Brian Tora Investment View
I once had a client for whom the optimum portfolio was a single share - either he held it or he didn't. In a similar vein, the riskiest position he ever took, in his view, was holding only cash. In such circumstances, it meant he was bereft of positive ideas and was invested in an asset class bound to be eroded by inflation.

OK, I am going back more than 30 years when inflation was above 20 per cent a year - and the client in question was a stockbroker, so hardly your average private investor. At the time, I worked for a merchant bank and my job was to lend him money to fund his share dealing but I was put in mind of how he approached investment by last week's round table on risk held by Cofunds.

It happened I was asked to chair this particular discussion, which gave me the chance to air some of my own views on the subject. My concern remains that the average private investor (certainly not my client of the mid 1970s) has no real understanding of what risk really means.
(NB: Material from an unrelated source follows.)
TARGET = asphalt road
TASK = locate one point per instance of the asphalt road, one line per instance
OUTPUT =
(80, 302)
Worse, I wonder whether many advisers fully grasp risk principles.

The trouble is that risk means different things to different people. My stockbroking client (who retired to a tax haven in his 40s, so his approach couldn't have been that stupid) had an attitude to risk that would have most investors reaching for the valium. And there is also the fact that the world has changed. Not only is it global these days, product options, particularly those with some form of built-in risk control mechanism, have widened considerably.

OBSR's Richard Romer-Lee made the point that many funds launched to cater for a more risk-averse public carried greater potential volatility than their names suggested. Cautious Managed funds, for example, were able to hold up to 60 per cent of their portfolio in equities. Cautious? Not necessarily, in his opinion.

While the behaviour of markets since March suggests there has been some return of an appetite for risk, successive scares, starting with the dotcom bubble bursting nearly a decade ago, have undoubtedly created a demand for less risky investment products. Choosing what suits the attitude of the investor is no easy task. What an opportunity for advisers, opined Cofunds' Russell Lancaster.

And here is both the opportunity and the threat for advisers. With risk being such a subjective element in investment choice, those seeking to place their capital in a suitable product need to have the likely outcomes fully explained to them, having first defined the degree of tolerance they are prepared to accept. Get it right and all will be well. But there is a big chance of a misunderstanding.

At the round table, both HSBC, represented by David Chellew, and Sergio Ferreira of Aviva demonstrated how much resources were now being thrown at ensuring asset allocation and product selection satisfied individual investment mandates.

No one felt a more prescriptive regulatory regime would help. I rather fear, though, that, with the opportunity for a mismatch between delivery and expectation so high, this is just what we might get.